SpeechRT Model

The SpeechRT model can classify audio into "speech", "no-speech" or "silence". The "silence" class indicates audio fragments with very low volume (according to the requested threshold). Compared to the Speech model, the SpeechRT model can react to changes in the audio much faster. The Speech model is our default speech detection model as it offers the best tradeoff between detection latency and precision.

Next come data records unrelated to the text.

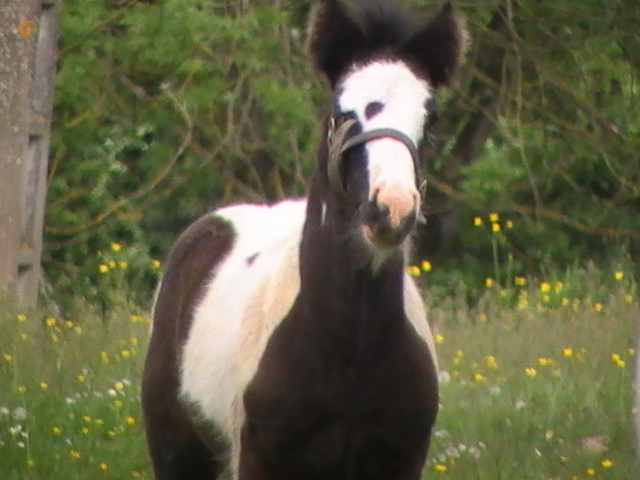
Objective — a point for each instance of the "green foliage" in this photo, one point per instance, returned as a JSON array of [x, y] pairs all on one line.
[[532, 388], [165, 109]]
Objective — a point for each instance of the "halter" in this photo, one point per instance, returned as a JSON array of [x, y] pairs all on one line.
[[338, 146]]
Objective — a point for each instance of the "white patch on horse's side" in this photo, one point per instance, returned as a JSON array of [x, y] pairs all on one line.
[[242, 306], [209, 377], [403, 97]]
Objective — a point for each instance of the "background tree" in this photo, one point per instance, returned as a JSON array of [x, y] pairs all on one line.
[[166, 108]]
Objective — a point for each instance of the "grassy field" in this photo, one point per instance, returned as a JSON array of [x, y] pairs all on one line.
[[535, 385]]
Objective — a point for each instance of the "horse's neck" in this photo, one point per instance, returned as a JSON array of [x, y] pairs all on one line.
[[338, 281]]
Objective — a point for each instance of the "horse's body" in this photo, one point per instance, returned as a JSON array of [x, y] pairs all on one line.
[[288, 342]]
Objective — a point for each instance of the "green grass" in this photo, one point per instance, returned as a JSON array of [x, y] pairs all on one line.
[[537, 386]]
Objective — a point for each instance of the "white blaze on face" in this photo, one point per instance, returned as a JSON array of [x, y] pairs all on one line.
[[401, 97]]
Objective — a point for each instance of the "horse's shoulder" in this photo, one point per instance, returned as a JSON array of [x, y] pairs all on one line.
[[417, 315]]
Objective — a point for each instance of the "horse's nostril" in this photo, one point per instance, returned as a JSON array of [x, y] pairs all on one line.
[[376, 212]]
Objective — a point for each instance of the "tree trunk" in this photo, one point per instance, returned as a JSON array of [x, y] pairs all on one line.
[[16, 46]]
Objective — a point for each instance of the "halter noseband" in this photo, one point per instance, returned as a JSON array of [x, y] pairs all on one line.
[[338, 146]]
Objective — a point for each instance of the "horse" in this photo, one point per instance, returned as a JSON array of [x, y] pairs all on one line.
[[288, 341]]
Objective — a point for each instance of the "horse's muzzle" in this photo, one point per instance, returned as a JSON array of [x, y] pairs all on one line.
[[390, 215]]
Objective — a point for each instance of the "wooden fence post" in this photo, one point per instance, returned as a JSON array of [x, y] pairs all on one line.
[[28, 43]]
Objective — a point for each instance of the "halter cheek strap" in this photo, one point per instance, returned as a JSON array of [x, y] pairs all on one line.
[[338, 146]]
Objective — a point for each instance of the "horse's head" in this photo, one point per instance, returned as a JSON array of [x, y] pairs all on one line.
[[383, 74]]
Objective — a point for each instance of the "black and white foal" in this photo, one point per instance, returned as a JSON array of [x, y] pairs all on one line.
[[288, 342]]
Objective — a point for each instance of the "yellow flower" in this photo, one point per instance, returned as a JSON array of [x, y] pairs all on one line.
[[606, 463], [618, 360], [492, 362]]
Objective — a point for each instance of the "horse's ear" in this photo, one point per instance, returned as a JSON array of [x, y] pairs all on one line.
[[439, 46], [335, 40]]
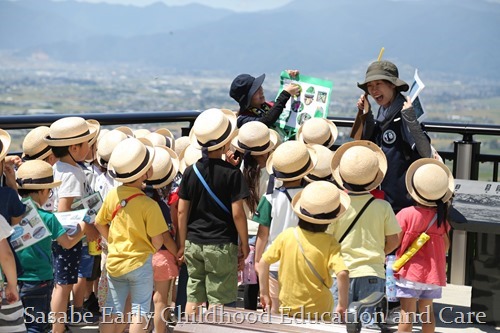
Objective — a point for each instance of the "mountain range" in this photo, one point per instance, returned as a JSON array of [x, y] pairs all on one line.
[[449, 36]]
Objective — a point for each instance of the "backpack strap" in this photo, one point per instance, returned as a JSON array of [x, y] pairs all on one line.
[[123, 203], [356, 219], [209, 190]]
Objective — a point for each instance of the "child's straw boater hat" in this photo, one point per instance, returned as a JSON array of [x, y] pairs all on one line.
[[188, 156], [359, 166], [162, 137], [320, 202], [181, 144], [141, 132], [212, 129], [322, 170], [4, 143], [292, 160], [255, 137], [34, 147], [130, 160], [106, 144], [71, 131], [126, 130], [36, 175], [429, 181], [318, 131], [165, 167]]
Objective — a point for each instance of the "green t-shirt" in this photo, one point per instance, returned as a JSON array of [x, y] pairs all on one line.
[[37, 259]]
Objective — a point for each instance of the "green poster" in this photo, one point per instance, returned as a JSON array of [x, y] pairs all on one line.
[[312, 102]]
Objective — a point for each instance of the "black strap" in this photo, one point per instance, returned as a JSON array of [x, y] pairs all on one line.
[[356, 218]]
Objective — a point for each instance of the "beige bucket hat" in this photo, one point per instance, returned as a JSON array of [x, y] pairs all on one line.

The receptive field of this model is 130ms.

Specification

Receptive FieldResult Type
130msresult ∈ ["speech", "no-speech", "silence"]

Time-series

The time-series result will be an iterable with elements that contain the following information:

{
"timestamp": 0,
"results":{
"speech-rt": {
"result": "speech",
"confidence": 0.92
}
}
}

Time-series with raw values

If raw values were requested, they will be added to the time-series result:

{
"timestamp": 0,
"results":{
"speech-rt": {
"result": "speech",
"confidence": 0.92
}
},
"raw": {
"speech-rt": {
"no-speech": 0.08,
"speech": 0.92
}
}
}

Summary

In case a summary is requested the following will be returned

{
"speech": {
"speech_fraction": 0.30,
"no-speech_fraction": 0.70,
"silence_fraction": 0.0
}
}

where x_fraction represents the percentage of time that x class was identified for the duration of the input.

Transitions

In case the transitions are requested a time-series with the following transition elements will be returned:

{
"timestamp_start": 0,
"timestamp_end": 1500,
"result": "speech",
"confidence": 0.96
},
{
"timestamp_start": 1500,
"timestamp_end": 6000,
"result": "no-speech",
"confidence": 0.86
}

The result above means that the first 1500ms of the audio snippet contained speech, and between 1500ms and 6000ms of the audio no speech was detected.